Transactions may also have performance and operational side effects. A long-lived transaction will tie up a Postgres backend while it's open, and will contribute to database bloat as any rows still technically visible to the transaction have to be retained until it's closed, even if they've since been deleted or updated to a new state. Workers may want to avoid opening a transaction when one isn't needed, or when they're expected to be long running.

Transactionally completing jobs alongside other changes

A way to hedge against possible failures while completing a job and get a little closer to an exactly once guarantee is to wrap operations in a transaction and complete the job as part of the same transaction using JobCompleteTx. A successful commit guarantees that the job will never rerun. A failed commit discards all changes so the next run starts fresh.

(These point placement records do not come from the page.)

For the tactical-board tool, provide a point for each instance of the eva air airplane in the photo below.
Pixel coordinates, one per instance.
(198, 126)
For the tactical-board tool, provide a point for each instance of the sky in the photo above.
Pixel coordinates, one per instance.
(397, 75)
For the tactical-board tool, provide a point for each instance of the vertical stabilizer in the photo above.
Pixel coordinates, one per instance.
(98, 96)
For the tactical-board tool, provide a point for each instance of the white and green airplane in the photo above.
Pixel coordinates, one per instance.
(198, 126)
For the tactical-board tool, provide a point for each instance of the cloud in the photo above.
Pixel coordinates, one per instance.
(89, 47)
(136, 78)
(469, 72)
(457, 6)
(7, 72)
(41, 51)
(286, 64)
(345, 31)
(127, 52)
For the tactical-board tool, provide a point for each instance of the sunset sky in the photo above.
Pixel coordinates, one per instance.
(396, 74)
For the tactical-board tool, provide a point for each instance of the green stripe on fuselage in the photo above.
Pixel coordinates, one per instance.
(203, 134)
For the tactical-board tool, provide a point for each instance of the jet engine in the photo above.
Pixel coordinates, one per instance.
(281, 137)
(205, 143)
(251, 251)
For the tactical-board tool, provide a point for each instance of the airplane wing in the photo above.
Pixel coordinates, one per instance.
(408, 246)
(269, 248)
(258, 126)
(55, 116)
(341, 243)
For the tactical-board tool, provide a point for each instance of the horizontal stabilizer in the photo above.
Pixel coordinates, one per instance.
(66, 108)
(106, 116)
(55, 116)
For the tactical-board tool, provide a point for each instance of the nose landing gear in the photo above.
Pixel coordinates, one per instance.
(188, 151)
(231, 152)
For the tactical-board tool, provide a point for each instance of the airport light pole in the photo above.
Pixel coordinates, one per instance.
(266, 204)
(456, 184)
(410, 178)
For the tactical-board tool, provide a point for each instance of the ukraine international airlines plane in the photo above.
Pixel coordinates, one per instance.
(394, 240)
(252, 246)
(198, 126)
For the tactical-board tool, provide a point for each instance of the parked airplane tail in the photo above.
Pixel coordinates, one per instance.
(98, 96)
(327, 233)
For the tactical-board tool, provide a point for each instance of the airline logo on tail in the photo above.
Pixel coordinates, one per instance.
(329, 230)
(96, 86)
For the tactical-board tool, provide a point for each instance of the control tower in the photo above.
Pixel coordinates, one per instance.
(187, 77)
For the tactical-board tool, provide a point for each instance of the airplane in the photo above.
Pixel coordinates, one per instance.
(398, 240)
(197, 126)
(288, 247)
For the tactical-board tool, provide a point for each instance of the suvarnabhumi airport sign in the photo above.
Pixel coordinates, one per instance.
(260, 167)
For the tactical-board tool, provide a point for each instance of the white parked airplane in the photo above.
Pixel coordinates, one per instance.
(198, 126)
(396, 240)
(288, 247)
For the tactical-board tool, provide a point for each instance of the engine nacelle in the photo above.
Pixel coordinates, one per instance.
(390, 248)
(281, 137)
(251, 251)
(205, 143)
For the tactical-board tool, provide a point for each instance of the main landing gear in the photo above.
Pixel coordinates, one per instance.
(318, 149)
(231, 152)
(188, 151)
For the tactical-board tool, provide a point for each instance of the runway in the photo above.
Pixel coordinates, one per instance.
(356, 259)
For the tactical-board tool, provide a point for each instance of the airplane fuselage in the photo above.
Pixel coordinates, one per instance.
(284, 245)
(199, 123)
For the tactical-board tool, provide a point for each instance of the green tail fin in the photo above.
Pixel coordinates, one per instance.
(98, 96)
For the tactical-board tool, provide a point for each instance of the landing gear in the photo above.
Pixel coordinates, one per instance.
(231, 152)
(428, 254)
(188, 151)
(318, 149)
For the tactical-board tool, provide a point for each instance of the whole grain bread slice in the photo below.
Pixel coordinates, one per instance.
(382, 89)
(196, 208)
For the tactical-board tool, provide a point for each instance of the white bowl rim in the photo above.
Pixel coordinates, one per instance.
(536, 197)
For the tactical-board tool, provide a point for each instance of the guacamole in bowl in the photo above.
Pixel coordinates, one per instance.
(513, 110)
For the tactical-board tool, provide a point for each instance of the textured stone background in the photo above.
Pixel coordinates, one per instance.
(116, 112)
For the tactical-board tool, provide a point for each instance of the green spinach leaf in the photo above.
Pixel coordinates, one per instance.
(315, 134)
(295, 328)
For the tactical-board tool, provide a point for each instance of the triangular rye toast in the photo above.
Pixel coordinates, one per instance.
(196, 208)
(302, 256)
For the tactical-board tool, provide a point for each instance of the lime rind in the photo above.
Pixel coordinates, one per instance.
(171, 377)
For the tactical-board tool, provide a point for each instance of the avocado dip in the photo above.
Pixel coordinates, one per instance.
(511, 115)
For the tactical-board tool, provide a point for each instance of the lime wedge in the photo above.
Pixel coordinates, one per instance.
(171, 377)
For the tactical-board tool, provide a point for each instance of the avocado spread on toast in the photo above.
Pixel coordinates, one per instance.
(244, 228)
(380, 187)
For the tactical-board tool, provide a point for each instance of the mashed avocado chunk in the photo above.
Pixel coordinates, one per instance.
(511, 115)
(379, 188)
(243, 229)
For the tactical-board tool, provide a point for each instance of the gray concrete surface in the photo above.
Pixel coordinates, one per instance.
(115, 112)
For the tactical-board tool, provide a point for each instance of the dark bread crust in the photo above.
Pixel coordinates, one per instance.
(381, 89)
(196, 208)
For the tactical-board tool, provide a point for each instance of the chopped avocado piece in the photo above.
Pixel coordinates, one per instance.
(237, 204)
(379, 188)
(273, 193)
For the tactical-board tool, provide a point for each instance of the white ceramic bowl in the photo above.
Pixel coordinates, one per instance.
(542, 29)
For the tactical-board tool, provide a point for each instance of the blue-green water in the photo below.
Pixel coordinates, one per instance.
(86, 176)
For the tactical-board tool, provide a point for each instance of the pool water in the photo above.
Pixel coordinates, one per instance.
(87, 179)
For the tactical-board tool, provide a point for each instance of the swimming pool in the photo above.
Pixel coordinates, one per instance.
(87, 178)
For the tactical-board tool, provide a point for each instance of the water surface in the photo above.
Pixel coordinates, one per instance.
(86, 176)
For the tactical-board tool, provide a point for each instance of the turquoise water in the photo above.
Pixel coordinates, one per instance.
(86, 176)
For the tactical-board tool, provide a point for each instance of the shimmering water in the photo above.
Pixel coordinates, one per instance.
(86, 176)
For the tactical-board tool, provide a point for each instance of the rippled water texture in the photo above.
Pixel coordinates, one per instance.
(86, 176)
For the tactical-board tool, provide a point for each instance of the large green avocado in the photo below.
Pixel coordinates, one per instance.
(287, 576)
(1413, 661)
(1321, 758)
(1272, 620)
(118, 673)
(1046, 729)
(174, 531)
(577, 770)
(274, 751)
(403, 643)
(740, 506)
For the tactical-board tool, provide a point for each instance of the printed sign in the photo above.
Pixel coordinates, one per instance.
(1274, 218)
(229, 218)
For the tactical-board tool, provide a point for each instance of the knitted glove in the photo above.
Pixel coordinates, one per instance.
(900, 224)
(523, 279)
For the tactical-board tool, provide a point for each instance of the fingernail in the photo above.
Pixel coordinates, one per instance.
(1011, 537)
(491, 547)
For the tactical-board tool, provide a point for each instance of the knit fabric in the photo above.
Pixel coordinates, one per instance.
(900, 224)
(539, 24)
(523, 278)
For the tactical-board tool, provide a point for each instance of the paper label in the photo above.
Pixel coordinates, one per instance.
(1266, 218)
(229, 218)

func (w *TxWorker) Work(ctx context.Context, job *river.Job[TxArgs]) error {
    tx, err := w.dbPool.Begin(ctx)
    if err != nil {
        return err
    }
    defer tx.Rollback(ctx)

    ...

    _, err := river.JobCompleteTx[*riverpgxv5.Driver](ctx, tx, job)
    if err != nil {
        return err
    }

    return tx.Commit(ctx)
}

River normally completes jobs in large, efficient batches, so there is a throughput trade off to completing jobs in this way. Opening a transaction also has a small marginal cost, so that'll add some overhead to the worker unless one was in use already.

See transactional job completion for more details.